More single-game tickets may be in works Unsold PSL seats will go into game-by-game stock

August 18, 1998|By Jon Morgan | Jon Morgan,SUN STAFF

If you camped out but still didn't get the seats you wanted for Ravens games when they went on sale over the weekend, hold on. More may become available in the fall.

The team started selling single-game tickets for the regular season over the weekend, and moved more than 15,000 of the 48,000 put up for sale for the final seven home games of the season. (The home opener on Sept. 6 against Pittsburgh had been sold out by lottery.)

Those tickets represent the 6,000 per game that Ravens officials have said they will set aside for fans who don't want to buy season tickets and the required permanent seat licenses.

A seat license, ranging in price from $250 to $3,000, is a one-time fee required of most season-ticket holders. It gives the holder the right and obligation to purchase season tickets each year as long as the team plays in Baltimore.

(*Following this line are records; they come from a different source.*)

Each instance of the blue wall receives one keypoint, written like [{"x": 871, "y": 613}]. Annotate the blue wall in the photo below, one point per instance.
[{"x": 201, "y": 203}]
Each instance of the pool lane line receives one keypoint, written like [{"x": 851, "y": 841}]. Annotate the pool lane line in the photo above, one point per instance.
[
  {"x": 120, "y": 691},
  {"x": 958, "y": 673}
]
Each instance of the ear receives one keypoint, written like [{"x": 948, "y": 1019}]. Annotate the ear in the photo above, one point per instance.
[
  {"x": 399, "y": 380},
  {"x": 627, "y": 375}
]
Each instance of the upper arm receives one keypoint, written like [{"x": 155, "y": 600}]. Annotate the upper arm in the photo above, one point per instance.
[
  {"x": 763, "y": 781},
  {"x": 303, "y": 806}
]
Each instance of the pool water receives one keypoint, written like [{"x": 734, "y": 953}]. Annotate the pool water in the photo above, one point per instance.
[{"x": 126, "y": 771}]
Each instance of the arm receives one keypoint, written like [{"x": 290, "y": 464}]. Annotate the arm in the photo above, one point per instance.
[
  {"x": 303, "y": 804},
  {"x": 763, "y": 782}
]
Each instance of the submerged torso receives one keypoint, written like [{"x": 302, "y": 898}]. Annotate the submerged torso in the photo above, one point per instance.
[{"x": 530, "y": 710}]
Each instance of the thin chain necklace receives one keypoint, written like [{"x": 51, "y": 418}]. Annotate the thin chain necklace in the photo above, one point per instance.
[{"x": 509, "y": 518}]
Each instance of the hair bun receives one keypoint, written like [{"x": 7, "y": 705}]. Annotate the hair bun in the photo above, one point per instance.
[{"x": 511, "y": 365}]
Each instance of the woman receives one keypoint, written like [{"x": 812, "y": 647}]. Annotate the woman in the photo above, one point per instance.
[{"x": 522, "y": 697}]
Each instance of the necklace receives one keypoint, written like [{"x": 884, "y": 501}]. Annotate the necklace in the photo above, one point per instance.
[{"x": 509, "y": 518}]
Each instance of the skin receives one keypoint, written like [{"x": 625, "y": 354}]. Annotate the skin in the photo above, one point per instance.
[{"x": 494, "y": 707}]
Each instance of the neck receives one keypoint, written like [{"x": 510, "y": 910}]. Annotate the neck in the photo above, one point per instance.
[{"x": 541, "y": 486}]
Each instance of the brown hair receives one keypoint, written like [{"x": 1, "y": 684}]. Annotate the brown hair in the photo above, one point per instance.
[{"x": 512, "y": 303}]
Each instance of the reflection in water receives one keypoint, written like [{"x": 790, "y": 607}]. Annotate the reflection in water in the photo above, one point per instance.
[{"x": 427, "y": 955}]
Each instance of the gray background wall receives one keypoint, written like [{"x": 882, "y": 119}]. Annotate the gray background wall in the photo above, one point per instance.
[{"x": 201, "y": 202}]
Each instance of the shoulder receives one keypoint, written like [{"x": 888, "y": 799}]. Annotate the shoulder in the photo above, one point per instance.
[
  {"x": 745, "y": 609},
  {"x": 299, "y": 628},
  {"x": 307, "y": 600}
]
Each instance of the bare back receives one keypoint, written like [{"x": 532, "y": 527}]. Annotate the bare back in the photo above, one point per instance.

Depending on how sales of the licenses go, the team eventually will put back into game-by-game inventory any unsold seats now reserved for sale with seat licenses.

That should happen by the end of September or maybe early October, after the season has begun, said David Cope, Ravens vice president of marketing.

He said the team is satisfied with the pace of sales. The team has sold about 54,000 licenses, out of 59,000 offered for sale.

"We would have loved to sell out but we're happy with the way sales are going," Cope said.

He said the team expects to sell all its seat licenses by the start of the 1999 season.

Fans buying seat licenses after the season begins won't get a reduction in price for the licenses but will pay a prorated amount for the season tickets to reflect the missed games, he said.

The team last week began revoking licenses from fans who had failed to make final payments, he said. A few hundred buyers still had a balance due -- well after the deadline the team had set.

Some have paid up after being contacted and others have forfeited their deposits and licenses, which are returned to the pool for sale, he said.